Now about that secret fear we all harbor to some degree: potluck-dish-failure. Will people like my favorite dish? Will anyone eat it, or will it be the last thing left on the table? To assuage your worries, I’d first remind you that usually everything at a Vineyard potluck is devoured. Second, if you’re truly worried, it’s okay to bring a tray of cheese and charcuterie or fruit.
And third, you can feel glad that you do not have my problem. As a cookbook author and food writer living on this tiny Island, I have the unfortunate luck of attracting great scrutiny to anything I bring to a potluck. And come on, people; I’m scrambling just like the rest of you. I’m not at home dreaming up Bon Appétit–cover worthy potluck dishes! My solution is to fall back on an age-old strategy: I bring nearly the same thing to every potluck – something I know is an unequivocal crowd-pleaser. It’s cheating a bit, but at least I vary the presentation and the accompaniments.
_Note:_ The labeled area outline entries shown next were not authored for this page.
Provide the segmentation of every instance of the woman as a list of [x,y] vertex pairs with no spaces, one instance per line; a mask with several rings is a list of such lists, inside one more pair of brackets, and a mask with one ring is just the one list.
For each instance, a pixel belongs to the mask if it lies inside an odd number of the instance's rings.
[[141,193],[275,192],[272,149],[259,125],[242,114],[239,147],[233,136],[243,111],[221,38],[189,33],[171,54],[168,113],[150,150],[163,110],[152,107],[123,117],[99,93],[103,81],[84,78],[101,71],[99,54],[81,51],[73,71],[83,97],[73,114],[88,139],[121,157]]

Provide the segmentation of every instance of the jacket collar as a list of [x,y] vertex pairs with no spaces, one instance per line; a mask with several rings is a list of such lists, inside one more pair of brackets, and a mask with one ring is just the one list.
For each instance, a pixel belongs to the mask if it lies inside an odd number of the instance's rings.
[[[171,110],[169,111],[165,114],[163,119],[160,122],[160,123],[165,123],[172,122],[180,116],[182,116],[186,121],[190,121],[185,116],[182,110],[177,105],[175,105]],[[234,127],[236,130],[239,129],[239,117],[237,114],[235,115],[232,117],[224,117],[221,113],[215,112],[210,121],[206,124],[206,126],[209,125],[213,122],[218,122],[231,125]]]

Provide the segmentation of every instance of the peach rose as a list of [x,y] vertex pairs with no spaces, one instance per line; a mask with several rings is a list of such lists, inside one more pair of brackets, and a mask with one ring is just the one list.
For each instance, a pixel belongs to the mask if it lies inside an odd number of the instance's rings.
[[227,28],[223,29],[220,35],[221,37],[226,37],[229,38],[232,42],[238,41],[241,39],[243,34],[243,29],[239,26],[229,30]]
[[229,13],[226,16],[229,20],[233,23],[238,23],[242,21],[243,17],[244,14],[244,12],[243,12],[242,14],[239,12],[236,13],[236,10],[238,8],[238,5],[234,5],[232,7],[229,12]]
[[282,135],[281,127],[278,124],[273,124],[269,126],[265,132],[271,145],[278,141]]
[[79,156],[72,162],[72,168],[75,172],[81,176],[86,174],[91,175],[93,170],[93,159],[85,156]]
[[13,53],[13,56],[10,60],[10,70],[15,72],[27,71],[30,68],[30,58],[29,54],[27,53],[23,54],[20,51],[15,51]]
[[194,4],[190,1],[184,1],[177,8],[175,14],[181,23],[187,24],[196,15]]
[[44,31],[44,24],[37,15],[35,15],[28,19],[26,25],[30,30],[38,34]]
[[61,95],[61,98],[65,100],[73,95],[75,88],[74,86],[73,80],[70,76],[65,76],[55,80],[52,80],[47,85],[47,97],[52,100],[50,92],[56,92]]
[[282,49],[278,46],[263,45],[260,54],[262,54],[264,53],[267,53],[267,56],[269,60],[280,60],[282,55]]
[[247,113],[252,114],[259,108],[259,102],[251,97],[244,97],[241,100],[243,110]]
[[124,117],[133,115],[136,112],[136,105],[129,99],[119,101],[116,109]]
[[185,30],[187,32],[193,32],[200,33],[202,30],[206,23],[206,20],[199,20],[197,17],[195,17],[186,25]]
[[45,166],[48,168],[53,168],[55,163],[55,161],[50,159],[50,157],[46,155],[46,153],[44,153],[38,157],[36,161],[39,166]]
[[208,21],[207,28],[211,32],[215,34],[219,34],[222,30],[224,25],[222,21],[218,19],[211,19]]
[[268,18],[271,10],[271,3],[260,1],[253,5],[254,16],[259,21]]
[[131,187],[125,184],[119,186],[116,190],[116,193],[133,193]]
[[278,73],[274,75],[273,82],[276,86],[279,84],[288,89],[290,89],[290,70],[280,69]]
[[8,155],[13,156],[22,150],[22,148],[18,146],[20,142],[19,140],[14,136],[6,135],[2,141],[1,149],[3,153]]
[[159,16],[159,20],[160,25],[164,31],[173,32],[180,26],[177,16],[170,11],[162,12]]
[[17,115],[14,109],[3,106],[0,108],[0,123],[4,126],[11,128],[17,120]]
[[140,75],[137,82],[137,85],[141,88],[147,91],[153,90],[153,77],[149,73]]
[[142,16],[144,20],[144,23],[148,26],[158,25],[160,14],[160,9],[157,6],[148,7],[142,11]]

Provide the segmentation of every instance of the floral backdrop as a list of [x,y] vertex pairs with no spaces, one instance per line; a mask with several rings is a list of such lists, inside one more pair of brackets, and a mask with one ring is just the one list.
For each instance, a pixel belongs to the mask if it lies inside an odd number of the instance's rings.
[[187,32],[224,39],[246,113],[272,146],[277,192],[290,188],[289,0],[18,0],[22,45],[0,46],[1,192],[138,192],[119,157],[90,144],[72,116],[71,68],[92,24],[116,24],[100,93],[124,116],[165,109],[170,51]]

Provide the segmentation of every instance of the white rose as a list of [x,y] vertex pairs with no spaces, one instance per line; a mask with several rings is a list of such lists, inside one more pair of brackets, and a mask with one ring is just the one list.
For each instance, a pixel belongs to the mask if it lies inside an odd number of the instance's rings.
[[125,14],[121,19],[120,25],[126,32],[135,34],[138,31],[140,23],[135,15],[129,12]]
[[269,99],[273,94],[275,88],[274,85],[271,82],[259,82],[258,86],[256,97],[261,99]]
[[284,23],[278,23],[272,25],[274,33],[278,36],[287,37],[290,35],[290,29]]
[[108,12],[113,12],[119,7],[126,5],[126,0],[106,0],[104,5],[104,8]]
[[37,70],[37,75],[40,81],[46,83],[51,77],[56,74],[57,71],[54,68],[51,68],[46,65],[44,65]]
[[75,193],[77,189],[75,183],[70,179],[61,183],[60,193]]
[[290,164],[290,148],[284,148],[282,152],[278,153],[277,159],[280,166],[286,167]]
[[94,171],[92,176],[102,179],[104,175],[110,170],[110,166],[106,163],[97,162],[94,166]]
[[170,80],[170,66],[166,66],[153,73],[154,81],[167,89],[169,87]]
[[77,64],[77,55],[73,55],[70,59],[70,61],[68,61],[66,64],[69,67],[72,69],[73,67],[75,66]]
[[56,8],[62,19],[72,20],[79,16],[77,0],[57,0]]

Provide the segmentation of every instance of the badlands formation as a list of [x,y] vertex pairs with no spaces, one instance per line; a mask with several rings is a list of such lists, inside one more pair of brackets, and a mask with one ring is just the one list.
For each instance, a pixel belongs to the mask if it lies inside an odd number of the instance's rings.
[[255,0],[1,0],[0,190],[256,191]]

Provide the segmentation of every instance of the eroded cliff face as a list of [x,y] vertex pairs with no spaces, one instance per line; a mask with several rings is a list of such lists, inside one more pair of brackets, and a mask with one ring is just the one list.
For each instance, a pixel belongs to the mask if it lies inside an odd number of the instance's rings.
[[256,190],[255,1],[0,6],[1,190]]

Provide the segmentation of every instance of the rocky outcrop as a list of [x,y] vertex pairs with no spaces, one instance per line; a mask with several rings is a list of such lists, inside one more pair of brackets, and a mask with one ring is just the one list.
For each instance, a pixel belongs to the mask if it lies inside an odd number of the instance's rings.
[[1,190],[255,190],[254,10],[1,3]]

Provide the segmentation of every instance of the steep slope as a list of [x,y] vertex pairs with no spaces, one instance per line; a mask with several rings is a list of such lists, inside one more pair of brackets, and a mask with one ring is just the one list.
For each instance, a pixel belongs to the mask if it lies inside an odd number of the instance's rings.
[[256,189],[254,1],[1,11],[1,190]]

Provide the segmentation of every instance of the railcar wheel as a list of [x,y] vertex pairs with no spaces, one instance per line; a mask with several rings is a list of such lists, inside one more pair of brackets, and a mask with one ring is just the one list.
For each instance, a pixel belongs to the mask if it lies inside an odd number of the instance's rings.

It’s crispy smashed potatoes. Before you go telling me that this is a ubiquitous internet sensation, I have to inform you that I first developed my crispy smashed potato recipe for Fine Cooking magazine more than fifteen years ago (pre-Instagram!), so I’m not embarrassed to own it. For years I’ve served these little gems year-round, usually soon after they emerge from the oven. But once I began taking them to my West Tisbury friend Katharine Long’s famous solstice potluck, I discovered that no one had a problem eating them at room temperature. The problem was more along the lines of never bringing enough.
So, for this summer’s potlucks, I’ve settled on a new twist for crispy smashed potatoes. I’m turning them into a salad by topping them with a Summer Corn–Cherry Tomato Dressing, as well as a bit of Limey Drizzling Sauce. Having two dressings is a cheffy thing, but the contrasting flavors and textures are worth it, and neither is hard to make. Be generous with the corn-tomato dressing and judicious with the limey sauce. As a salad, you lose some of the intense crispy-crunchiness you get straight out of the oven when serving roasted smashed potatoes as a hot dish. But what you gain is a lot of texture and flavor in a potato salad that’s nothing like the old standbys.
Arranged on an oval or round platter, this Crispy Smashed Potato "Salad" is a festive and delicious dish, perfect for serving at room temperature. If you’re serving this at your house, you can assemble and dress it shortly before your guests arrive. If you’re transporting, you can put the toppings in separate containers and assemble the platter when you arrive. Bring some fresh herbs from your garden to garnish. And be prepared to take home an empty platter.